If you have any suggestions or questions for the design or the code you can comment down below

Supplies

2 Stepper motors and drivers (I am using 28BYJ-48 with driver)

Microcontroller (I am using Arduino Nano, any other will do)

3D Printer for making the case

A small breadboard and jumper wires (You can just solder the wires if you want)

A 5V dc adaptor and input jack

Step 1: Design

The design of this clock is based on an idea i haven't seen done before. It has 2 separate hands. One for the hour mark and one for the minute mark. In normal clocks these hands stand on top of each other but rotate at different rates. While thinking about ways of doing that with arduino and step motors or servo motors i've realised it isn't an easy task and it would be way easier to build if they were both separate. So i thought if they were separated there could be some unique designs to fit that. That is were this "Infinity Clock" idea was born.

I used Fusion 360 to design the whole case and used my high school's 3D printer to print the case. A 3D printer is not necessary to build this. In fact i think it would we way cooler to make this out of wood but it was easier for me to 3D print the whole thing.

I used black and grey PLA for printing and below are slicer settings and the STL files.

Slicer settings for the case:

0.3mm layer height

20% infill

0.8mm shell thickness

Slicer settings for the front part:

0.1mm layer height (Lower layer height is important for this part because it has more details)

20% infill

1mm shell thickness

Step 2: Circuitry

So the complete circuit is not very complicated but there are a few things to be careful with. Step motor driver's +5v pin should not be connected only to arduino's +5v output because arduino can't provide enough current for the motor and will fry. So we connect the motors and the arduino to +5v output of the dc jack. We also should connect all the grounds of drivers, arduino and dc jack together.
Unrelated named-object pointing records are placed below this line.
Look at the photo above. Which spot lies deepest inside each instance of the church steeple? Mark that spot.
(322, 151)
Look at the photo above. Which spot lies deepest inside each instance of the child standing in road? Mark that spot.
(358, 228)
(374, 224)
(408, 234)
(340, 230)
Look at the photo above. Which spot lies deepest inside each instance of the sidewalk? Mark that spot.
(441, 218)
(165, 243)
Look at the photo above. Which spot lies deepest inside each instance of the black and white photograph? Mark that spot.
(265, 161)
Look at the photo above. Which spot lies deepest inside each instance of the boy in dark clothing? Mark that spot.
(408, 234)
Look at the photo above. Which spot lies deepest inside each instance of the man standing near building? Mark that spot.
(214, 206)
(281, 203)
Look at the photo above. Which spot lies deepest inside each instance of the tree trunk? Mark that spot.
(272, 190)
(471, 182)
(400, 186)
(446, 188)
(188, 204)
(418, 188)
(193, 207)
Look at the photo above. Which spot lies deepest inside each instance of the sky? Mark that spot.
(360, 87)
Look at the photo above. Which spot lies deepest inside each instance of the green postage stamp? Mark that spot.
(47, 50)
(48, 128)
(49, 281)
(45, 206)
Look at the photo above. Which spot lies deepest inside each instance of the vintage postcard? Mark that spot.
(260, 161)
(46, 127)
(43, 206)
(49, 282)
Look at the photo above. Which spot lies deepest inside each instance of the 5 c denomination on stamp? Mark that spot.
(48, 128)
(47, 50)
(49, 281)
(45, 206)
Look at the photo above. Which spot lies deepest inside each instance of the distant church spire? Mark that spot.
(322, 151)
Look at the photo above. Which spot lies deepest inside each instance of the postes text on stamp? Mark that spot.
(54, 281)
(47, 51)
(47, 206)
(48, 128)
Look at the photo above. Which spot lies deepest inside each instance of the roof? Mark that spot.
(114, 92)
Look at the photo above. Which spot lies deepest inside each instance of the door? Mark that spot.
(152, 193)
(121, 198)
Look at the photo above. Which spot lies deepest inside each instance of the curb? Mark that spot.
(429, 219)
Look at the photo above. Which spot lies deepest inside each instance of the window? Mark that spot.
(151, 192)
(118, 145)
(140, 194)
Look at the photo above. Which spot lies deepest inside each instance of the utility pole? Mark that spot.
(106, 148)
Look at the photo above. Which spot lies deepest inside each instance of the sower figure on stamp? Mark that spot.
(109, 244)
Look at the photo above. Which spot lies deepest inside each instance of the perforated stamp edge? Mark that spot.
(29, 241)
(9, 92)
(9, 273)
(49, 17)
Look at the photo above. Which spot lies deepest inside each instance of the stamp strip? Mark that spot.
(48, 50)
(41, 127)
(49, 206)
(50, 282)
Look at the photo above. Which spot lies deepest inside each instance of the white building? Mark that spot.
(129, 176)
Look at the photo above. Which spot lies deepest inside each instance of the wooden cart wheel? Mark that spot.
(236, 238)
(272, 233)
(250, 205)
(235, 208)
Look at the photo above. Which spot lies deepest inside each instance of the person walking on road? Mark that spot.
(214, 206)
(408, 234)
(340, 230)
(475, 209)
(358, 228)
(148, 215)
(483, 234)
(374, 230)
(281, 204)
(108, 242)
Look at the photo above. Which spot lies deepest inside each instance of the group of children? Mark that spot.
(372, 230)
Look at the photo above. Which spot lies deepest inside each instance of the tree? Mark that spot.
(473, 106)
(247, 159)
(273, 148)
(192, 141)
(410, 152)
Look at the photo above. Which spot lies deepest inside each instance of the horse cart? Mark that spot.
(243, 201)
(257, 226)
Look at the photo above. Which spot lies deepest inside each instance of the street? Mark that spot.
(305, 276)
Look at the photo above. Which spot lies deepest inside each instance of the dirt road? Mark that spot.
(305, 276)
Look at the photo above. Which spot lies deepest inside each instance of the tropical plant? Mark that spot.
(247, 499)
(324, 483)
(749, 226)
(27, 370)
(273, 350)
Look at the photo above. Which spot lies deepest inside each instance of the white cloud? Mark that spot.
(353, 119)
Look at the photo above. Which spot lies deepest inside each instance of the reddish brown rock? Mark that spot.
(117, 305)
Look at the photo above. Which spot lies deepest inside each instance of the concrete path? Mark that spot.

When the circuitry is complete we can connect the arduino to a pc and upload the sketch.

Step 3: Finale

After uploading the sketch we need to unplug power, set the clock to current time by hand, then plug the power back on. After this the clock will start working.

The only problem with this build right now is these cheap stepper motors get out of sync as time passes so over time the clock will drift away from real time. This issue can be fixed by adding 2 encoders to the motors and adding an RTC module to keep track of time. I think this will be my next step for this project.

After all this was fun to build and taught me a lot about stepper motors and 3d designing in Fusion 360 so it was definitely worth it. And i got a cool clock now.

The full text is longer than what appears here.